The last time this happened in the first half of the decade, public sector incumbents lost significant market share. The scenario may repeat itself, though it remains to be seen if private players will take the plunge pending diesel pricing decontrol. Given the above uncertainties, we suggest keeping a close eye on the evolving dynamics.

Expansion on anvil

HPCL's planned 9 mmtpa refinery at Bhatinda, in a joint venture with Mittal Energy, is expected to be commissioned by June 2011.

This refinery, in which HPCL has 49 per cent stake, will add significantly to the company's existing refining capacities (the 6.5 mmtpa Mumbai refinery and 7.5 mmtpa Visakhapatnam refinery).

In addition to strengthening its presence in North India, the Bhatinda refinery, with its high Nelson complexity, is also expected to help HPCL improve its gross refining margins significantly from current low levels.

Also, the company has announced plans to set up a 15-16 mmtpa refinery on the Maharashtra coast, entailing an investment of Rs 30,000 crore, to overcome space constraints in its Mumbai refinery.

The new refinery, which may come up over the next five to seven years, may free significant space at the company's Chembur (Mumbai) facility for real estate development. HPCL also has plans to set up an integrated petroleum, chemical and petrochemicals region in Visakhapatnam.

HPCL has been plagued by subsidy overhang and uncertain cash flows for several years now. Also, sharp fluctuation in crude oil prices has led to high variability in financial performance over the years.

Performance metrics

The company's physical performance points to stagnating refining throughput since 2007, though market sales and pipeline throughput has grown steadily.

In FY-10, market sales stood at 26.27 mmt while crude throughput was 15.76 mmt. Higher marketing-to-refining ratio makes the company more vulnerable to under-recovery risks.

The commissioning of the Bhatinda refinery next year will help moderate the ratio. Gross refining margins (GRM) have also declined sharply from $6.54 per bbl in 2008 to $2.68 in 2010. Margins should improve when the Bhatinda refinery begins operation.

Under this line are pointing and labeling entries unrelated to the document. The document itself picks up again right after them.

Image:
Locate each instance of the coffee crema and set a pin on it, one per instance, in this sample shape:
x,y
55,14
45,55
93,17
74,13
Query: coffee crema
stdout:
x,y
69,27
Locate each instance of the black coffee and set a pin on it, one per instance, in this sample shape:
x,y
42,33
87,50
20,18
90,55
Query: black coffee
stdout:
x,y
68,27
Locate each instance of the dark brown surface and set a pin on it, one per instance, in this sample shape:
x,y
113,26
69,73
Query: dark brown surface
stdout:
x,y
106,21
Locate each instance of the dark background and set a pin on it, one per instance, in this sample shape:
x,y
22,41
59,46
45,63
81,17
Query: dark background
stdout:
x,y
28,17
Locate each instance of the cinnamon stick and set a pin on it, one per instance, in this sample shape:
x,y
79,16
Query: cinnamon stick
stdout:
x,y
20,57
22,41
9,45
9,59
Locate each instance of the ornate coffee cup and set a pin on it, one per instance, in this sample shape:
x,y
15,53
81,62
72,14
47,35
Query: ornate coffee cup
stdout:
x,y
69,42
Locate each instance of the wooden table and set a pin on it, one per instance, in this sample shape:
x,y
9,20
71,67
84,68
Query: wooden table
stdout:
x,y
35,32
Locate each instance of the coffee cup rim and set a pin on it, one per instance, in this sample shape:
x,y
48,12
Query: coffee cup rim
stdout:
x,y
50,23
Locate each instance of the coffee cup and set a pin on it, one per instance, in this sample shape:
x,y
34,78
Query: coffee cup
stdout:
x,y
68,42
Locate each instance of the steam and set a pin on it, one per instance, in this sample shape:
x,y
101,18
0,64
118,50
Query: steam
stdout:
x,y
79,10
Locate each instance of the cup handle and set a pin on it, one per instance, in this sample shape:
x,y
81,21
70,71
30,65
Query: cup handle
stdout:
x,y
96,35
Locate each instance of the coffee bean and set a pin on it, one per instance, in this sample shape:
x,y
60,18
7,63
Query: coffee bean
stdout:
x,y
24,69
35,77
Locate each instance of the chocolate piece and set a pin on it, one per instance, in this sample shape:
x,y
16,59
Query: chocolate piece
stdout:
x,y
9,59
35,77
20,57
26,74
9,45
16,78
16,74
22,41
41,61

On a consolidated basis, HPCL's sales have grown at an annual average of around 5.9 per cent during 2007 – 2010 to Rs. 1,11,468 crore, while its profits declined from Rs 1,674 crore in 2007 to Rs 1,475 crore in 2010.

The last fiscal's net profit was, however, almost 95 per cent higher than in FY-2009, when heavy inventory losses undermined performance. Interest cost has been steadily increasing, though FY-10 outgo at Rs 932 crore was much lower than the Rs 2,112 crore incurred in 2009, an exceptional year.

Net margin in FY-10 was quite poor at less than 1.5 per cent, though return on equity was reasonable at around 12 per cent.

In FY 2009, HPCL's debt-to-equity was around 2 times. However, the company has improved its debt service coverage ratio from 1.6 in FY-09 to 2.5 times in FY-10.

Risks/Opportunities

Sharp spike in crude oil prices will increase under-recoveries and may result in increased subsidy burden for HPCL.

It may also force government intervention to cap petrol rates, rendering the recent deregulation ineffective.

Upsides could result from success in the company's exploration and production operations (more than 20 blocks), which are marginal currently.